We will use the Ecole-provided set cover instance generator.

In [2]:
instances = ecole.instance.SetCoverGenerator(n_rows=500, n_cols=1000, density=0.05)

The explore-then-strong-branch scheme described in the paper is not implemented by default in Ecole, but we can easily write this branching rule in python, which showcasees the flexibility of the library.

In [3]:
class ExploreThenStrongBranch:
    def __init__(self, expert_probability):
        self.expert_probability = expert_probability
        self.pseudocosts_function = ecole.observation.Pseudocosts()
        self.strong_branching_function = ecole.observation.StrongBranchingScores()
    
    def before_reset(self, model):
        self.pseudocosts_function.before_reset(model)
        self.strong_branching_function.before_reset(model)
    
    def extract(self, model, done):
        probabilities = [1-self.expert_probability, self.expert_probability]
        expert_chosen = bool(np.random.choice(np.arange(2), p=probabilities))
        if expert_chosen:
            return (self.strong_branching_function.extract(model, done), True)
        else:
            return (self.pseudocosts_function.extract(model, done), False)

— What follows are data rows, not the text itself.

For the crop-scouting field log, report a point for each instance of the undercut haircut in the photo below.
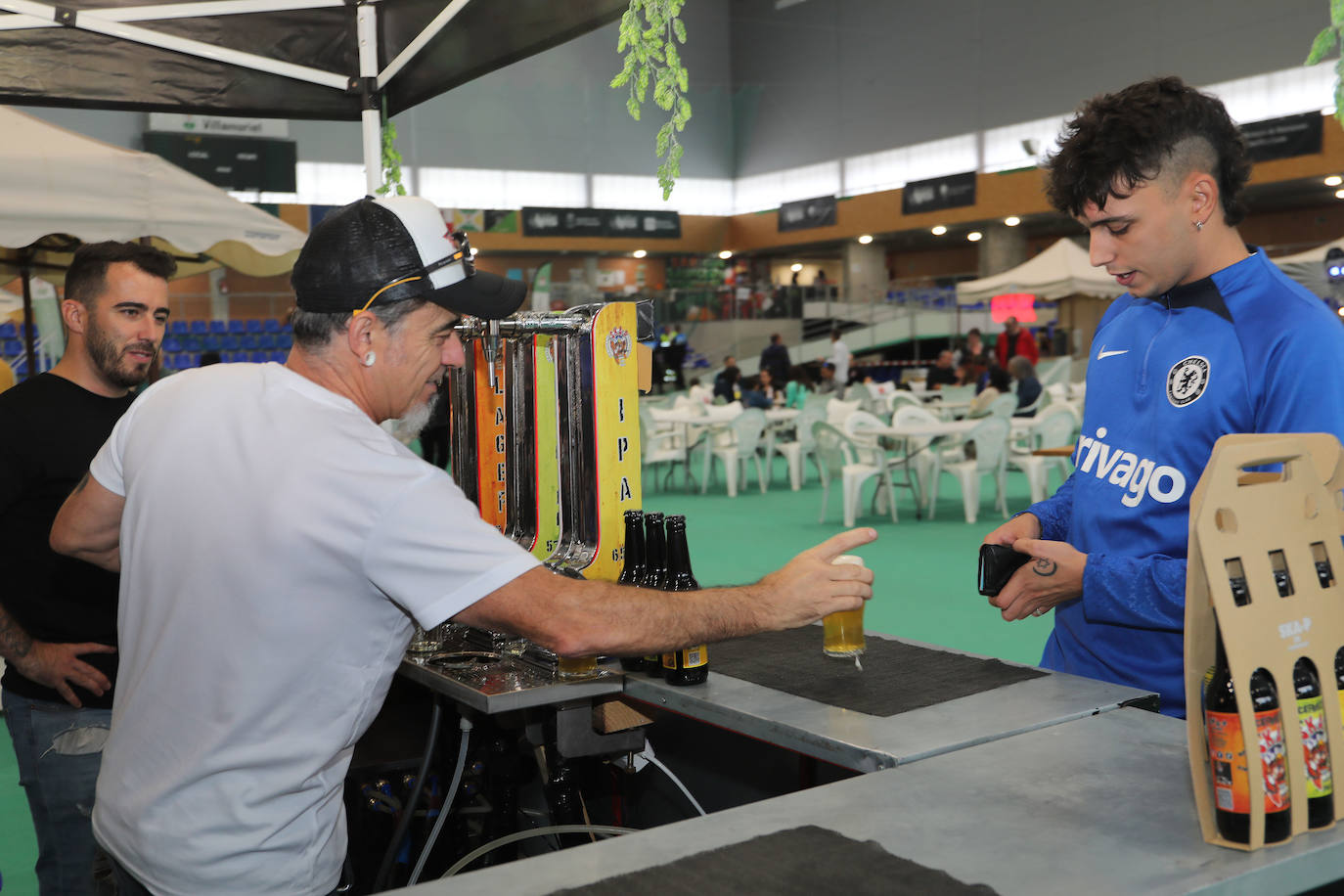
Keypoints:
(315, 330)
(87, 276)
(1161, 126)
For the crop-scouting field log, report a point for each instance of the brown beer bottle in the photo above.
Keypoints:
(654, 572)
(632, 574)
(690, 665)
(1311, 719)
(1228, 755)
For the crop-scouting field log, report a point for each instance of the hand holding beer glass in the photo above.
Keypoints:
(843, 632)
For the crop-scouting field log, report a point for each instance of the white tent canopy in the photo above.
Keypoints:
(57, 182)
(1308, 267)
(1058, 272)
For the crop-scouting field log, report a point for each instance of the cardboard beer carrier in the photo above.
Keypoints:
(1266, 521)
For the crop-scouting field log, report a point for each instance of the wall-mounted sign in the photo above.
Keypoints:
(601, 222)
(938, 194)
(807, 214)
(1283, 137)
(233, 162)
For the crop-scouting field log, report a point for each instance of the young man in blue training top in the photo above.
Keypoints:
(1210, 338)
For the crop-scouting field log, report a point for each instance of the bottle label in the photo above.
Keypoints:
(1269, 730)
(1311, 716)
(695, 657)
(1228, 759)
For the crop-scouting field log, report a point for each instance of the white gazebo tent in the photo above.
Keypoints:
(1062, 273)
(60, 190)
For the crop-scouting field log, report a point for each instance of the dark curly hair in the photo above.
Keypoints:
(1121, 140)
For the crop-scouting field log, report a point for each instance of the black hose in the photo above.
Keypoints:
(409, 810)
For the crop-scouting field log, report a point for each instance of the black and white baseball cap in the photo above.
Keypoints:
(390, 248)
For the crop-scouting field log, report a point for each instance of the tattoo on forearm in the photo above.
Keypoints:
(15, 644)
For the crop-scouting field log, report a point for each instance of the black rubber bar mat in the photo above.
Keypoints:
(800, 861)
(897, 677)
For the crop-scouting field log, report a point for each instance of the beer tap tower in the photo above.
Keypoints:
(546, 435)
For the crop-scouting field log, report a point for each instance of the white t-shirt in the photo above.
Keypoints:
(840, 357)
(272, 544)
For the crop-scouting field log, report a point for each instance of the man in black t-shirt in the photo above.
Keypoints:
(58, 617)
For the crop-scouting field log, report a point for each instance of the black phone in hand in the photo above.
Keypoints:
(998, 563)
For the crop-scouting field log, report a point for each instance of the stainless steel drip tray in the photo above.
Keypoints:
(491, 681)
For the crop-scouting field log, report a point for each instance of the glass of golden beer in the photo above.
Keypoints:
(571, 668)
(843, 632)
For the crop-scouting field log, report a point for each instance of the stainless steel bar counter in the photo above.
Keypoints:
(867, 743)
(1099, 805)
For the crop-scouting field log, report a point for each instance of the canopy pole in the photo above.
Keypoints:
(366, 22)
(28, 326)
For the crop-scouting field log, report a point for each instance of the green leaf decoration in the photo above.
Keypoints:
(650, 34)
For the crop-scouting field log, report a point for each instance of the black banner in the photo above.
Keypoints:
(938, 194)
(232, 162)
(653, 225)
(807, 214)
(1283, 137)
(601, 222)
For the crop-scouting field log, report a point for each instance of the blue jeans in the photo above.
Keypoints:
(60, 749)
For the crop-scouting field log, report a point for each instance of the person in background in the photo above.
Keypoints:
(996, 383)
(797, 388)
(840, 359)
(974, 360)
(1210, 338)
(775, 357)
(1028, 387)
(942, 373)
(262, 636)
(1015, 340)
(726, 383)
(58, 617)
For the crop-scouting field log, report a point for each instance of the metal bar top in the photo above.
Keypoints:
(867, 743)
(1097, 806)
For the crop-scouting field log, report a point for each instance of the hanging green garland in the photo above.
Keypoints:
(652, 54)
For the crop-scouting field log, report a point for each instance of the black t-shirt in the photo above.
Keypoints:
(51, 428)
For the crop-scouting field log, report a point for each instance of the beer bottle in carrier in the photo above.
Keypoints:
(1311, 719)
(632, 574)
(690, 665)
(654, 572)
(1228, 755)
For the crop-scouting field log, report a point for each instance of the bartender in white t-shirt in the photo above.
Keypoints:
(274, 546)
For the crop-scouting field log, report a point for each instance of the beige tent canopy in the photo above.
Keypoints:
(60, 190)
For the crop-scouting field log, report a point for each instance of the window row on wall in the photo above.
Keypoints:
(1021, 146)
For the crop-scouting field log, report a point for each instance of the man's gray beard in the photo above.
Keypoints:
(408, 427)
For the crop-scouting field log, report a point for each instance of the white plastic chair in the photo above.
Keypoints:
(991, 438)
(743, 434)
(801, 445)
(839, 458)
(1055, 427)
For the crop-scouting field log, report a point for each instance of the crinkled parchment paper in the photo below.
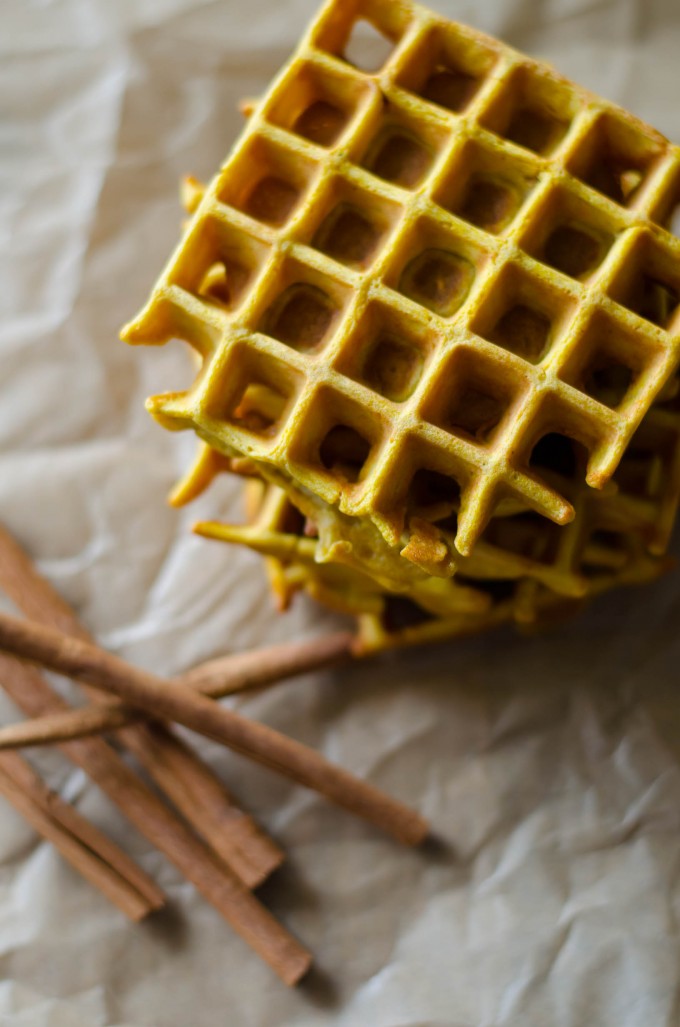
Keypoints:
(550, 766)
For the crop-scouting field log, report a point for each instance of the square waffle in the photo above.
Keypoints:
(441, 265)
(387, 618)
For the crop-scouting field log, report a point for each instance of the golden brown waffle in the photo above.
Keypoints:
(425, 268)
(276, 530)
(612, 530)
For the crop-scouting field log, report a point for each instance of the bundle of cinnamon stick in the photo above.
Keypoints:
(212, 841)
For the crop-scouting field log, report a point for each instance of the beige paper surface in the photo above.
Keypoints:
(549, 767)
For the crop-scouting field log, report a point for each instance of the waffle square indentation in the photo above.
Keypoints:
(387, 351)
(616, 157)
(486, 187)
(534, 110)
(524, 315)
(448, 67)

We can now create the environment with the correct parameters (no restarts, 1h time limit, 5% expert sampling probability).

In [4]:
scip_parameters = {'separating/maxrounds': 0, 'presolving/maxrestarts': 0, 'limits/time': 3600}
env = ecole.environment.Branching(observation_function=(ExploreThenStrongBranch(expert_probability=0.05), 
                                                        ecole.observation.NodeBipartite()), 
                                  scip_params=scip_parameters)

Now we loop over the instances, following the strong branching expert 5% of the time and saving its decision, until enough samples are collected.

In [5]:
episode_counter = 0
sample_counter = 0
max_samples_reached = False
Path('samples/').mkdir(exist_ok=True)
env.seed(0)

while not max_samples_reached:
    episode_counter += 1
    
    observation, action_set, _, done, _ = env.reset(next(instances))
    while not done:
        scores, node_observation = observation
        scores, scores_are_expert = scores
        node_observation = (node_observation.row_features,
                            (node_observation.edge_features.indices, 
                             node_observation.edge_features.values),
                            node_observation.column_features)

        action = action_set[scores[action_set].argmax()]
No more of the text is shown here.